Une décision judiciaire marquante
La résolution clé. Le 15 janvier 2026, la Cour Suprême de Justice de la Nation (SCJN) a mis un terme à un argument avancé par certaines banques cherchant à éviter des sanctions liées à leur rapport sur les agences de recouvrement. Ce jugement a validé un cadre légal qui permet à la CONDUSEF d’imposer des amendes en cas de non-respect de ces obligations d’information. Ce cadre stipule également qu’il existe une limite temporelle : l’autorité dispose d’un maximum de 180 jours pour agir, à compter de la date d’audience garantie.
Les implications du jugement
Ce qui change réellement. Le jugement ne concerne pas simplement une question technique entre tribunaux et institutions financières. La responsabilité ne se limite plus à l’agence qui adopte des pratiques inappropriées, mais peut également s’étendre à l’institution qui a engagé ces agences si elle ne respecte pas ses obligations de rapport envers la CONDUSEF. En d’autres termes, les banques ne peuvent plus se cacher derrière l’excuse d’un tiers, car leur omission peut également entraîner des sanctions.
Origine du conflit
Le contexte de la décision. Pour comprendre l’issue de cette affaire, il faut remonter au 14 octobre 2022, date à laquelle un texte publié dans le DOF a introduit de nouvelles obligations pour les institutions financières vis-à-vis des agences de recouvrement. Parmi celles-ci, l’enregistrement de ces tiers au Registre des agences de recouvrement et la nécessité de rendre compte des plaintes des utilisateurs. Les amendes qui ont suivi ont été directement issues de ce précédent légal.
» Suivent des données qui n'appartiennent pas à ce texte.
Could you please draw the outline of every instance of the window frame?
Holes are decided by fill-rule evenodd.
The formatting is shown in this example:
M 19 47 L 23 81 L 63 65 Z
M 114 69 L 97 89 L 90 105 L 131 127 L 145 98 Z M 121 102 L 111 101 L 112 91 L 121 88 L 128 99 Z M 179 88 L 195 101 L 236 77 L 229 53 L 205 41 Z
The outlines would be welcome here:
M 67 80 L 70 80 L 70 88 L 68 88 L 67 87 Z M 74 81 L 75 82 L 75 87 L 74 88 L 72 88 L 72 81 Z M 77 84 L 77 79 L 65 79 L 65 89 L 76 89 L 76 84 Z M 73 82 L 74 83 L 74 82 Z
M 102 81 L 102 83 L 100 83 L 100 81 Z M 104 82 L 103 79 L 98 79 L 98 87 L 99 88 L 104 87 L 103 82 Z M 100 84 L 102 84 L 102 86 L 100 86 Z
Réaction des institutions financières
La voie légale. Suite aux amendes pour non-conformité, plusieurs banques ont choisi de contester les décisions devant les tribunaux. Ces recours ont pris fin avec l’Amparo en Revisión 323/2025. Dans le cas examiné, l’entité sanctionnée a prétendu que les règles concernant les obligations d’information manquaient de clarté et ne précisaient pas les délais de sanction, affirmant ainsi sa défense.
La réponse de la Cour Suprême
Clarté et cohérence. La SCJN a rejeté l’argument du flou entourant les règlements. Elle a affirmé que le cadre régissant les rapports sur les agences de recouvrement est clair et précis, identifiant les sujets concernés et établissant les normes à respecter. En conséquence, elle a conclu que les principes de légalité et de sécurité juridique, invoqués par la banque contestataire, n’étaient pas violés.
Conséquences pour l’avenir
Changements à venir. Ce jugement ne crée pas de nouvelles règles, mais confirme et renforce celles qui existent. Les banques devront faire face à des sanctions administratives plus fréquentes en cas de non-respect des obligations d’information. Cela renforce la position de la CONDUSEF, garantissant que les institutions financières peuvent désormais être tenues pour responsables.
Les changements au sein du système bancaire mexicain visent à offrir plus de protections aux consommateurs et à instaurer un cadre juridique strict pour le recouvrement de dettes. C’est un pas vers la fin des abus et un moyen de restaurer la confiance entre les institutions financières et les citoyens.